У дома матери Василия Шукшина в Сростках установлен турникет — вряд ли затем, чтоб толпы не снесли в энтузиазме основной мемориальный объект на родине писателя, просто такова алтайская мода: турникеты при входе на турбазы, в дома отдыха, на мостики через ручьи (может, начальство из вахтеров). Тем не менее мысль о незарастающей тропе и мавзолейной очереди — возникает. Однако Сростки многолюдны только в конце июля, в шукшинские дни: все-таки слишком далеко от чего бы то ни было. Во дворе — бронзовый памятник работы Клыкова. Замираешь перед неандертальским обликом статуи: огромные кисти рук, свисающие до колен, круглые покатые плечи, вместо ступней — некие ласты, плавно переходящие в подножье. С пугающей простотой исполнен замысел: художник, вырастающий из земли, плоть от плоти.

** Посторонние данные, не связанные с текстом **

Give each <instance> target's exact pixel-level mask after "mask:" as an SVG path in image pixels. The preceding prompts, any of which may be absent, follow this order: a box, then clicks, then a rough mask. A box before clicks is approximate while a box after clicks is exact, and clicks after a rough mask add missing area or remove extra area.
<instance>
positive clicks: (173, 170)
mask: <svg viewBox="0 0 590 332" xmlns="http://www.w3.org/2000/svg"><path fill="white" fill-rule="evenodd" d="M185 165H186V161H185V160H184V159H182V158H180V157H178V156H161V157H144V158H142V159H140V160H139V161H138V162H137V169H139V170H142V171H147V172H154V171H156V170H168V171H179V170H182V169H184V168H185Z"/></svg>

Теперь Шукшин канонизирован — нормальный процесс освоения и присвоения того, что было чуждым и враждебным, как с Джойсом в Ирландии. Именно на родине труднее всего понимали Шукшина при жизни. Он приводит письмо земляка после выхода фильма «Печки-лавочки»: «Не бери пример с себя, не позорь свою землю». Рецензии на картину в «Алтайской правде» и «Бийском рабочем» тоже сводились к отрыву от почвы. Сростинская библиотекарша Д.Фалеева вспоминает: «Василий Макарович чувствовал эту неприязнь и болезненно переживал ее. От матери как-то слышала: ходит-ходит иногда по комнате, курит, хмурится, а потом вздохнет и с такою обидою произнесет вроде как сам себе: „Гады, я ж люблю вас!“» В Сростках в 67-м году с трудом удалось устроить встречу уже всесоюзно знаменитого Шукшина с публикой: «Сестра Наталья Макаровна всю дорогу успокаивала его, а он твердил одно: не могу, Натаха, не могу, будто в чем виноват перед ними». То же повторилось в 70-м: «Опять он не выступал, а словно отчитывался перед земляками». Шукшин написал в самооправдание специальное «Признание в любви» и всего за год до смерти, на вершине славы, «Слово о „малой родине“».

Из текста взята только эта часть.